Most of the dishes come in appetiser-sized portions, allowing us to sample a wider array of items. We started the meal with a small plate of chilled, shredded eggplant ($32). The soft strands of pulpy aubergine were bathed in an addictively tangy vinegar, soya sauce and sesame oil dressing. The piquant medley of flavours was the perfect way to kick-start our appetites. Next to the table was a serving of soft-boiled eggs ($12). Sticking to Jiangnan culinary tradition, the eggs were smoked to a tea-brown tint, giving the outer layer a strong, almost meaty flavour and aroma. While the whites were cooked to an opaque doneness, the encased yolk in the centre remained soft and perfectly creamy – an impressive feat that takes careful timing and culinary skill to achieve.
The meal continued on a high with our final appetiser of sliced pork with garlic ($46). The dish appeared at the table – seven fat slices of white meat lay folded on a scant bed of shredded lettuce, slathered with a heaping mound of minced garlic which was dyed a bright scarlet red by the fragrant chilli oil. It was a delicious combination that was worth every bit of the lingering garlic breath.
On the staff’s recommendation, we chased the garlic-smothered pork with a round of cold, Zhou Zhuang noodles ($38). The mass of al dente noodles were doused in a generous amount of fragrant peanut sauce and further topped off with julienned cucumber, crabmeat and bits of sliced abalone. The sauce, while full on in flavour, was surprisingly and pleasantly light on the palate. The crunchy fresh cucumbers, paired with the slight chew in the noodles and abalone added extra depth to the dish, making it an easy favourite for the evening’s meal.

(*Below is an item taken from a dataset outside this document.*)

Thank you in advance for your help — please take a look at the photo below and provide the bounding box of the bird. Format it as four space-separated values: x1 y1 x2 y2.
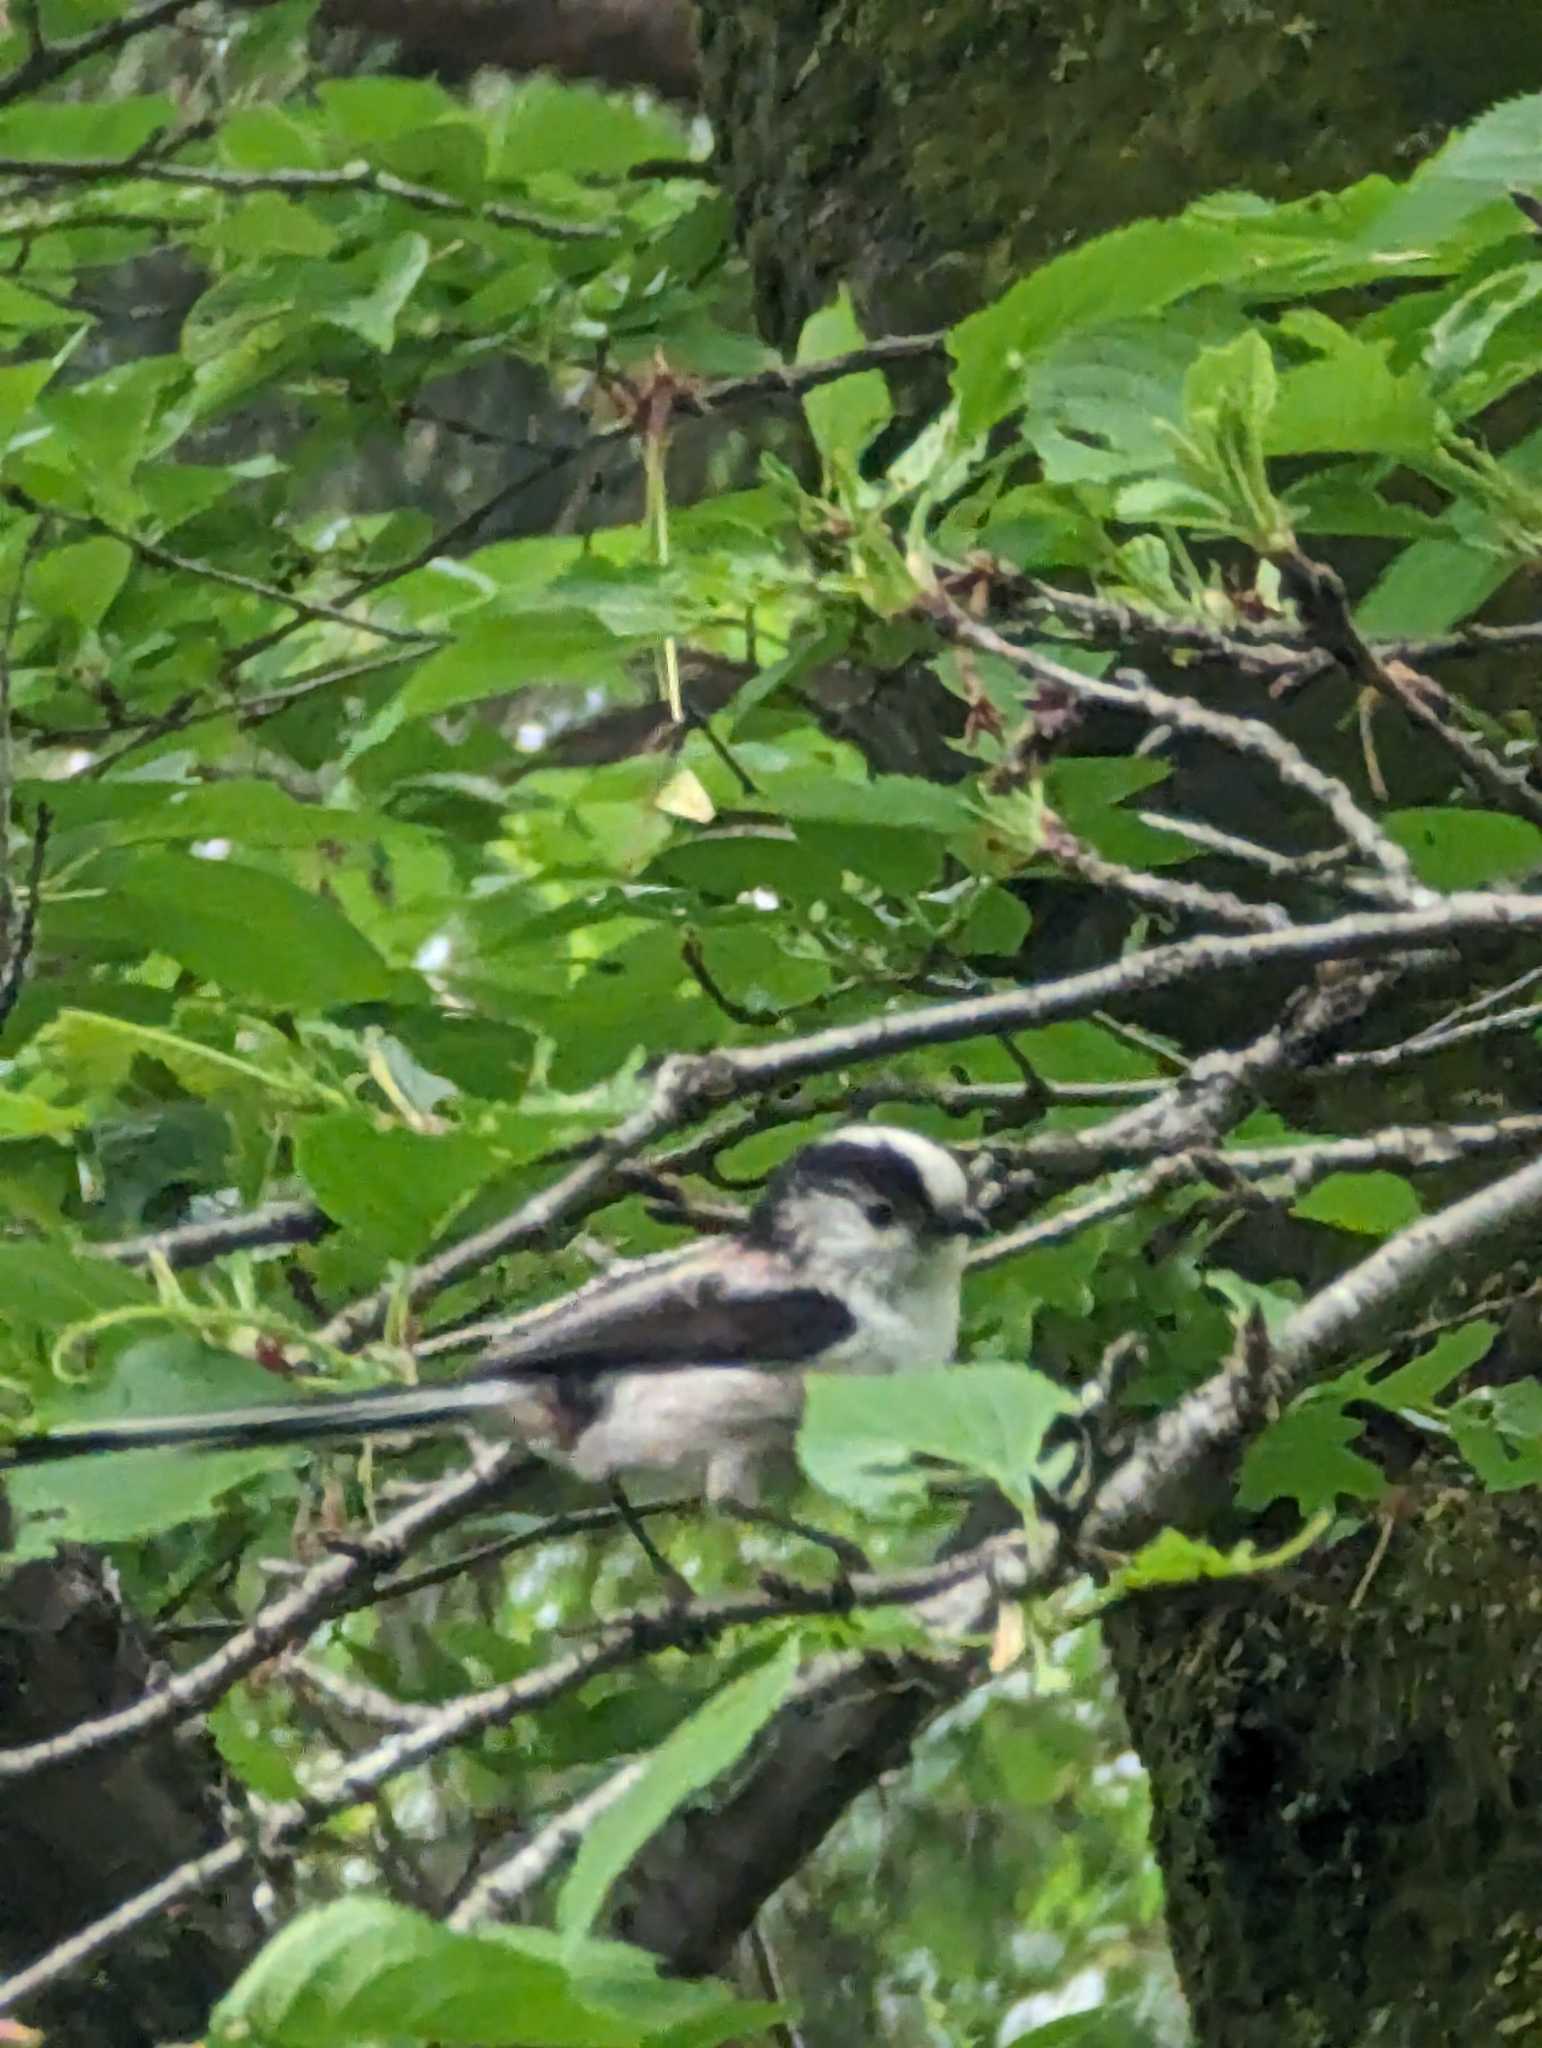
2 1125 988 1558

Following the stellar quartet of cold items, we were a little disappointed with the first hot dish of wontons in soup ($34). We had no complaints with the filling of tender minced pork and crunchy chopped greens, but the wonton wrappers weighed on the thick and overly doughy side. We found ourselves ignoring most of the lacklustre dumplings and lapping up instead, the light yet fortifying stock made from seaweed and dried baby shrimp shells. We rounded off the meal with an order of the restaurant’s signature northern-style roast mutton ($88). The skin was roasted to a delectable crackly crunchiness, reminiscent of a perfectly fired roasted suckling pig. This skin hid a plump layer of fat, followed by a part of tender meat that shredded apart easily for convenient devouring. Though there were only seven pieces on the plate, the fat-marbled richness of the mutton left us feeling well-fed and fully spoiled.
The food at Zhou Zhuang Kitchen is by no means life-changing, but it’s the perfect kind of no-frills fare you’d want to share with close friends on a casual night out. It also helps that the staff try their hardest to ensure their guests are getting the best possible dining experience, making honest and, for the most part, spot-on recommendations, and steering patrons away from the weaker dishes when necessary. For days when we’re feeling overwhelmed by the dizzying, myriad dining options in town, this is exactly the sort of place we’ll be escaping to.
10/F, Canton Plaza, 82 Canton Rd, Tsim Sha Tsui, 2348 1008. Daily 11.30am-11.30pm. Meal for two: around $250.